In the previous attack variants, this flood may consist of dozens or a few hundred messages — often enough to create confusion and stress.
But in this version of the attack the numbers are often much larger.
Victims may receive thousands of emails within a short period of time, sometimes several thousand within just a few hours.
This is typically caused by subscription bombing, where an attacker registers your email address on a large number of websites and mailing lists.
At first glance it may just look like spam.
But the real purpose is often different.
Somewhere inside those thousands of messages there may be one important email.
And that email is the one the attacker hopes you will miss.
The message you were not supposed to see
Hidden among the noise could be a notification such as:
- a password change confirmation
- a username or email change on an account
- a login alert from a service
- an order confirmation for a purchase you did not make
- a security alert from a service provider
If the victim does not see the message in time, the attacker gains a valuable window of opportunity.
For example, the attacker may:
- take control of an online account
- complete fraudulent purchases
- change recovery settings on a service
- gain persistent access to the account
Why the technique works
Humans are not good at processing thousands of messages at once.
When an inbox suddenly fills with hundreds or thousands of emails, most people focus on stopping the flood rather than carefully reviewing every message.
This is exactly what the attacker hopes will happen.
In reality, the only safe approach is often the most frustrating one: taking the time to carefully review the inbox and search for suspicious notifications.
If you suddenly receive thousands of emails within a short period of time, there is a real possibility that one of them contains a message you were not supposed to see.
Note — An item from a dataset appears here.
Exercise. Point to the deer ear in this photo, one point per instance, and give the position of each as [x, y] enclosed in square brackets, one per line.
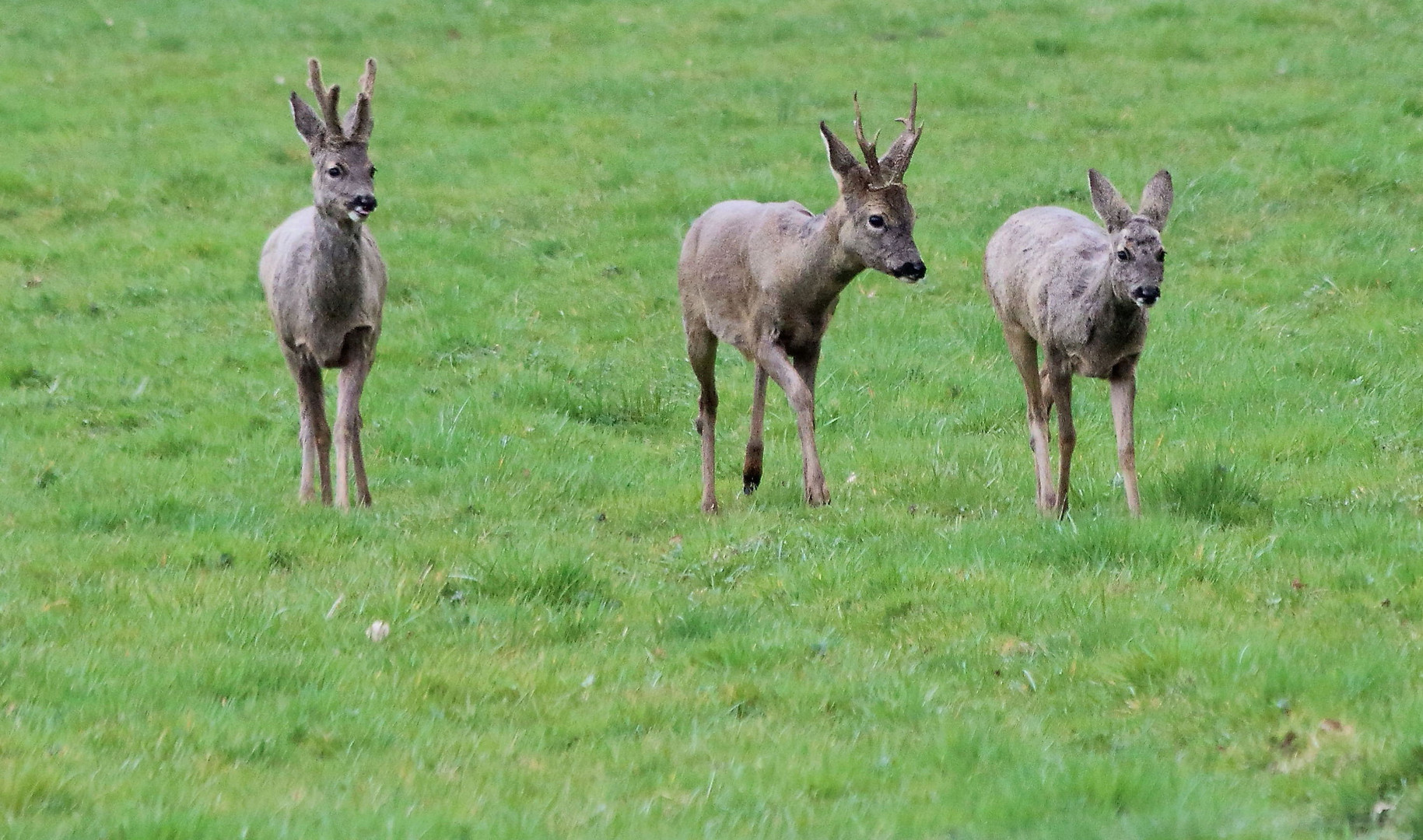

Probably the most annoying version of the attack
Across the previous posts I described several variations of the same technique:
- Spam flood + fake IT support contact (Teams or social media)
- Spam flood + social engineering targeting personal accounts
- Spam flood used to hide an important security notification
All of them start the same way: the attacker creates confusion and noise.
But for the victim, this third variant may actually be the most frustrating one.
Because the only reliable way to respond is often to spend time going through thousands of messages, searching for the one message that matters.
Exactly the message the attacker hoped you would never notice.
And if the attacker succeeded, that message is likely there.
Somewhere in the inbox is the notification that reveals what actually happened — a password change, a login alert, an order confirmation, or perhaps that your airline miles have been used or that someone just ordered ten new phones in your name.
Finding that email is often the first step to fixing the problem.